Famous char kway teow stall in Ghim Moh closes after over 50 years as elderly couple retire

The Straits Times
Nov 28, 2023

The couple behind the Michelin-recognised Guan Kee Fried Kway Teow stall at 20 Ghim Moh Road Market & Food Centre are retiring after more than 50 years in the business.

They broke the news on their Facebook page on Nov 27 “with a heavy and grateful heart”, but did not say when their last day of operations would be. 

Their grandson, who declined to be named, told The Straits Times that the signs that it was time to step back had been apparent for a while. 

“They struggle with meeting the physical demands of running the stall, sometimes starting their day as early as 3am to make up for the slower pace that comes with age,” he said.

The Bib Gourmand-listed stall was shuttered when ST went down to Ghim Moh on the morning of Nov 28.

Neighbouring stallholders said it had been closed for a month. 

Customers who came down for one last plate of char kway teow left disappointed. 

“Happy retirement to them, but I really wished they had handed the business down to someone else,” said businessman David Yeo, who is in his 60s and had been hoping to try the stall’s version of the dish for the first time.

Mr Tan Hock Guan, 78, and his wife, Madam Chang Kha Noi, 76, founded the stall in 1969 on the premises now occupied by Thye Hong Centre in Redhill. The stall moved to its current location in 1978. 

Famed for its snaking queues, the stall caught the attention of local food writers over the years and was featured in publications such as The Sunday Times and Lianhe Zaobao. 

It also managed to grow its digital presence, amassing more than a thousand followers on Facebook. 

The stall’s crowning moment came in 2019 when it clinched a spot on the Michelin Bib Gourmand list. 

Their grandson said the stall was “more than just a business for them – it’s been a cornerstone of their lives’’.

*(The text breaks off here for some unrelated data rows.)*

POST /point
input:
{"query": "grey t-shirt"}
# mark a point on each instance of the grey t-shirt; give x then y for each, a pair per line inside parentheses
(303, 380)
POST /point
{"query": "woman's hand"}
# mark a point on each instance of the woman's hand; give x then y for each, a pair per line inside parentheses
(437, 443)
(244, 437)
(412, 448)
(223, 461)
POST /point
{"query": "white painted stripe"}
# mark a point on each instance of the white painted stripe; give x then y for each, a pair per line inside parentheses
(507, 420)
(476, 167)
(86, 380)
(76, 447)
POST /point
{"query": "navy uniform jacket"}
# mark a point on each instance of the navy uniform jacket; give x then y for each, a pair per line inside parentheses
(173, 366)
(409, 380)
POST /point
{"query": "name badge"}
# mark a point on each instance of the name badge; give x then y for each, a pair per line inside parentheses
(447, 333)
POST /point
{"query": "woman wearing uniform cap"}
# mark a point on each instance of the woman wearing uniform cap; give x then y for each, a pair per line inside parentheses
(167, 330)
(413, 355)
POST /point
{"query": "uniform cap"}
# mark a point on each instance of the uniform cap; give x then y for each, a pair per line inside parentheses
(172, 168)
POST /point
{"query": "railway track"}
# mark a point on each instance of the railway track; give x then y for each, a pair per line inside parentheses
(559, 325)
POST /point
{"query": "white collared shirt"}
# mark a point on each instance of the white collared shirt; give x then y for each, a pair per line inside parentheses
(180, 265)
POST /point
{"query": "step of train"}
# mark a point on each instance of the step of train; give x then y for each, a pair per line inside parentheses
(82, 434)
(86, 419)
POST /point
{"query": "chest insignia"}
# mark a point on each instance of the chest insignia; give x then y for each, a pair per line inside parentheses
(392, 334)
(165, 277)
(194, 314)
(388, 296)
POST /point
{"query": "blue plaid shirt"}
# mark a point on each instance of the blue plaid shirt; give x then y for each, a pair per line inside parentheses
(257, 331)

He said: “As they reflect on their remarkable career, they deeply appreciate the community surrounding Ghim Moh Market and their customers, as it’s given them a profound sense of purpose and fulfilment.”

Mr Tan previously told The Straits Times that he was dedicated to his trade.

“I want to continue cooking,” he said in 2013, just before the Ghim Moh food centre underwent a three-year revamp. 

He added at the time that he would see if he was still healthy after the renovations.